Mexican President Andres Manuel Lopez Obrador, popularly known as AMLO, has revealed plans of buying nearly 2 million tons of thermal coal from smaller producers like Rivera. Furthermore, he has plans of reactivating 2 coal-fired plants on the Texas border. These plants were in process of being cut down after Mexico’s economy went towards natural gas and other renewable sources of energy. Now AMLO is not only ignoring clean energy but is going with blazing guns towards non-renewable sources of energy like fossil fuels.
Under the new action plan in Mexico, AMLO has put private companies who had invested in renewable energy on the back foot and has promoted state-run-bodies, oil company Pemex and CFE (Federal Electricity Commission), to pump petroleum and produce electricity.
Adrián Fernández Bremauntz, director of Iniciativa Climática de México, an environmental organization said, “Instead of thinking of a transition from coal and fossil fuels, he’s thinking of using more coal and petroleum. No other G20 country has such abnormal or retrograde energy policies as this government. It’s not going to advance us toward our climate goals.”

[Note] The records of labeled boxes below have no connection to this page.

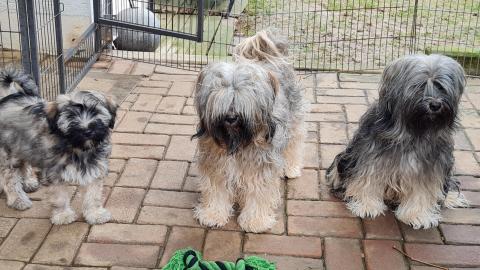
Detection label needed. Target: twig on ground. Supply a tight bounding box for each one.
[392,246,448,270]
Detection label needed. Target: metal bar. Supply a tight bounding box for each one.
[53,0,65,94]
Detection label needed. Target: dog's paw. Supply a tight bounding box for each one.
[50,209,77,225]
[347,200,387,218]
[7,197,32,211]
[237,213,276,233]
[284,166,302,179]
[83,208,112,225]
[194,206,231,227]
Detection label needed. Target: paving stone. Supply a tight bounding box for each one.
[0,217,17,237]
[33,222,88,265]
[319,123,348,144]
[116,158,157,188]
[151,160,188,190]
[440,224,480,245]
[303,143,319,169]
[112,132,170,146]
[150,113,198,125]
[363,212,402,240]
[405,243,480,267]
[325,238,364,270]
[287,170,319,200]
[288,216,362,238]
[116,112,152,133]
[160,226,205,266]
[244,234,322,258]
[75,243,160,268]
[157,96,186,114]
[345,104,368,123]
[400,222,443,244]
[111,144,165,159]
[165,135,197,161]
[168,81,195,97]
[203,231,243,262]
[143,189,199,209]
[305,113,345,122]
[287,200,354,217]
[145,123,196,136]
[88,223,167,246]
[363,240,408,270]
[0,260,25,270]
[106,187,145,223]
[0,218,51,262]
[137,206,200,227]
[130,94,162,112]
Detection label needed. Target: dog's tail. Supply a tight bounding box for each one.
[0,66,39,98]
[233,28,288,64]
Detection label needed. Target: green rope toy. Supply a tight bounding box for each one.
[162,248,275,270]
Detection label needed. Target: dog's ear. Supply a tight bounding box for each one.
[268,72,280,96]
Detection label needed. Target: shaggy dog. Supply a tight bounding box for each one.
[326,55,466,229]
[194,30,304,232]
[0,68,117,224]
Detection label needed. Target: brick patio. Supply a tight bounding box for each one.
[0,60,480,270]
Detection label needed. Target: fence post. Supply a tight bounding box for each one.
[53,0,65,94]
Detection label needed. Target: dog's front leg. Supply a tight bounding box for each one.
[194,174,233,227]
[83,179,112,225]
[49,183,77,225]
[238,174,281,233]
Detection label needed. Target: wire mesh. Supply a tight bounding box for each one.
[102,0,480,75]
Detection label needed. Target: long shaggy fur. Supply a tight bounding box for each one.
[326,55,466,228]
[0,70,117,224]
[194,31,305,232]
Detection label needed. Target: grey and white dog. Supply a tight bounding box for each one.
[194,30,304,232]
[326,55,467,229]
[0,67,117,224]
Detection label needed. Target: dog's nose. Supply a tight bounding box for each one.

Interestingly, Mexico’s president stands in a contrast to his neighboring counterpart, US President Joe Biden. Climate crisis and returning to Paris Agreement was a key agenda was Biden’s campaign, which he also delivered within the first week of his presidency. Biden has always considered climate crisis an ‘existential threat’ and has deployed policies that will separate the US economy from fossil fuels. AMLO, on the other hand, has chosen to stay silent on the climate crisis despite the country has had experience with powerful hurricanes, extreme weather conditions, and droughts.